Seriously, I really don't claim to understand so don't take this as a question of your experience. I would very much like to learn from the experiences of others. It just seems counter-intuitive to me. Please educate me. I do mostly pavement but would like to find a combo that allows me to get off road a few times a year without compromising too much of my handling and performance the rest of the time.
In dirt riding where most of your turning is done by counter-balancing, it's more important to have the front have a good grip on the terrain. Hence the knobby up front. It makes the bike easier to control. Fronts also wear slower than rears so they tolerate knobbies better. In the dirt a rear slide is easier to control because the bike tends to be more upright. In street riding where the tires have much, much more grip and you can lean the bike over to corner, most of your grip comes from the back tire. Having a less aggressive tread gives you more grip on the pavement. The smaller spaces and lower tread flexes less, puts more rubber on the road, give more grip and thus feels more secure. Wet performance is also related to compound and drainage. The front is primarily used to change direction so it doesn't need ultimate grip.
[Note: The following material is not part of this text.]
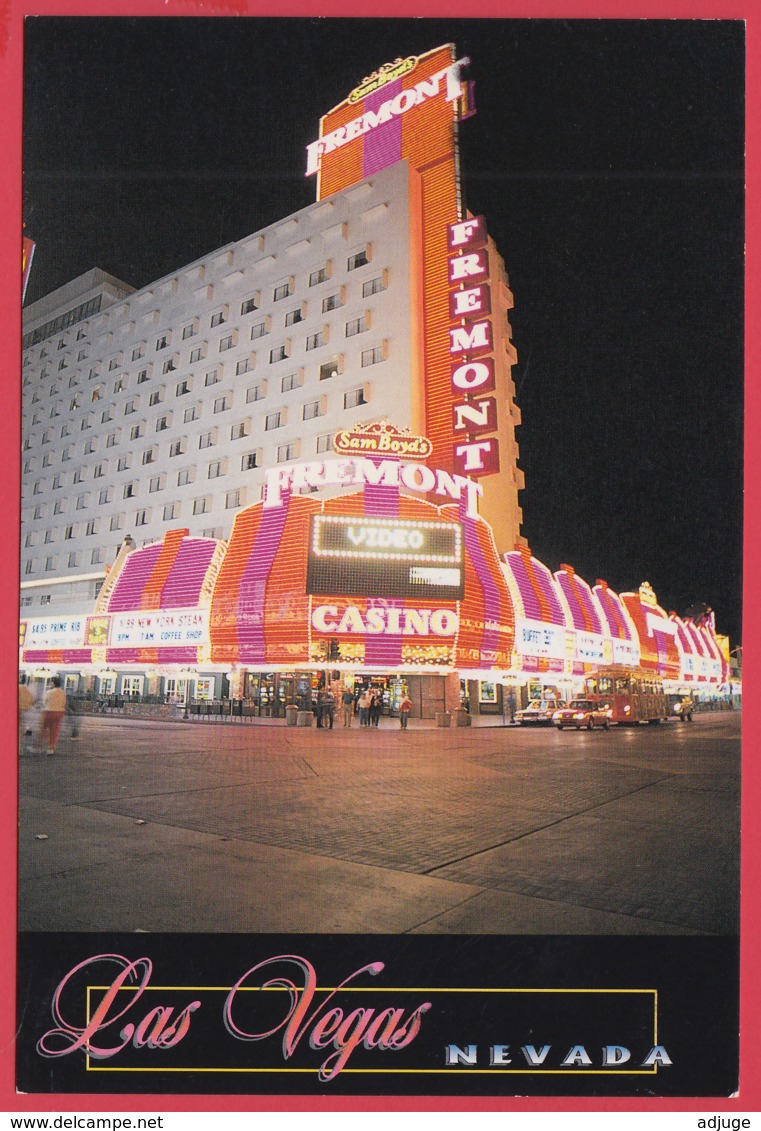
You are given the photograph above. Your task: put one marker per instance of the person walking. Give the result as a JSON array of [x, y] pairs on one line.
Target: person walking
[[26, 701], [347, 705], [328, 709], [374, 708], [364, 707], [53, 709]]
This is obviously different from racing where you can spend a lot of time finding the optimal balance between front and rear grip on a predictable course that has a minimal amount of variables and distractions.

With the Heidenau's the tread construction is a good middle ground for dirt and street but the compound (and the bias-ply carcass) tends to be a little hard hence the complaints about grip. The tradeoff is it's very long wearing. I'd like to see the K60 in a radial. That might solve some of the grip issues.